Saxon Blue's Blog
Harvey Jones and Andrea Stokes
Thu 2 Dec 2010 21:27
I had a jittery start to the day as I got an email from the people working on Saxon Blue and some of the jobs they're doing are proving harder to complete than I'd have liked. Hopefully it will all sort itself out but it put me out a bit to start with. After a bit of email writing to try to sort it out, we set off to visit one of the old Charleston houses that the museum looks after. It was built before the Revolution and George Washington stayed there while he was President.
The house waas elegant and airy with some wonderful furniture, made in Charleston in the style of the most fashionable European pieces of the day. The kitchen was a separate building at the back where all the cooking took place on an open fire on the ground floor and the slaves all lived above. We visited a similar house yesterday as well but built slightly later It's clear that the local plantation owners lived a life comparable to that of English aristocrats so they had certainly made the most of the opportunities that the New World offered. The area of town near the tip of the peninsula is full of beautiful old houses, the cobbled streets shaded with huge trees. It oozes faded wealth.
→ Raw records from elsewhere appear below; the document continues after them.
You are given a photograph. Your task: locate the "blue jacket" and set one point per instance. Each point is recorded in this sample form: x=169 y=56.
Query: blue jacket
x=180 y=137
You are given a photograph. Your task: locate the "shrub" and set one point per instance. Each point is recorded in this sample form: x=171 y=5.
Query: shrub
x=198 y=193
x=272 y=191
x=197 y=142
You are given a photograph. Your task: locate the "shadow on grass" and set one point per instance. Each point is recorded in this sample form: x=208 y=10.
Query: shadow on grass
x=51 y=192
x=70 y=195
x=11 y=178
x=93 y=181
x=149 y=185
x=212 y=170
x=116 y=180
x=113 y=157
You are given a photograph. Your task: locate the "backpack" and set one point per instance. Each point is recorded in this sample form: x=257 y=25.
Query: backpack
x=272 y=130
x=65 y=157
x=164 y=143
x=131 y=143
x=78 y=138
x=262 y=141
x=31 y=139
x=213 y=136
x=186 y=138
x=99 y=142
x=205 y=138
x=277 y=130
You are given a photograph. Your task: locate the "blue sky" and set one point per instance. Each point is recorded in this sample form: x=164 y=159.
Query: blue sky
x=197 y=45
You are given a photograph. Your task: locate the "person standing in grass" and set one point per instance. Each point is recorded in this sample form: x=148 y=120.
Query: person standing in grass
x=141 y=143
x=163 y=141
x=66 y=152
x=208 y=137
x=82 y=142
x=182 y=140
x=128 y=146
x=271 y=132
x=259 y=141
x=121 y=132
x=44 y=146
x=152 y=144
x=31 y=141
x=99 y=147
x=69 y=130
After lunch, we went on a boat excursion out to Fort Sumter, where the first shots of the Civil War were fired. As soon as we boarded the boat, a massive bird flew overhead with strong, slow wingbeats. I thought it was a Heron but it was actually a young Pelican. It looked prehistoric, with its huge bill - almost like a pterodactyl. The trip accross the bay was lovely, even though it was windy and much colder than the last few days. As we waited to dock on the island, there was a whole flock of Pelicans diving into the water that was being churned up by the ferries. Then, in the middle of the diving birds, a grey fin rolled. Soon we were watching a pod of harbour dolphins fishing among the birds. They moved more slowly than the dolphins that we've seen out at sea but with much more maneuverability and were completely at home in the shallow muddy water.
As we stepped off the boat onto the island where Fort Sumter sits, I was surprised how small the fort looks. When it was built, the walls were over 50 feet high but they were destroyed during the siege of the island by the Union during the Civil War. Only the lowest level is left but it was an eerie place to visit. Sitting alone in the middle of the harbour, it was hard to imagine the fear that the garrison must have felt as massive artillery shells landed all around them.
As South Carolina left the Union, there was a Northern garrison in the fort and it was the shelling of them by Confederate soldiers which was the opening engagement of the war. I think both sides felt this was all more symbolic than real war, though, as the shelling went on for days along with counter barrages from the fort but, at the end of it, there were no casualties on either side. Sumter's garrison surrendered and were allowed to leave with full dignity by the Confederates, a level of civility that wasn't to last very long.
As the key to Charleston harbour, the most important supply port for the South, the Union Navy soon returned to try to recapture the fort. They laid seige for years and the artillery destroyed the walls, turning it into a heap of rubble which was, paradoxically, better protection from the shells. The stubborn defence of Sumter by the Confederate troops became one of the iconic events of the conflict and, standing on the tiny island now, it's mind boggling to think that men survived there in the face of so much flying metal for so long. The doomed heroics of it all are heart-rending and we both left in a quiet mood.
We both enjoyed being back on a boat, even if only a ferry and we're really looking forward to getting back on Saxon Blue and setting sail again. We're also both desperate to get some proper food. We're fed up of eating out and the whole hotel thing, never our favourite, is now getting distinctly annoying. We need our own space and a veggie chilli.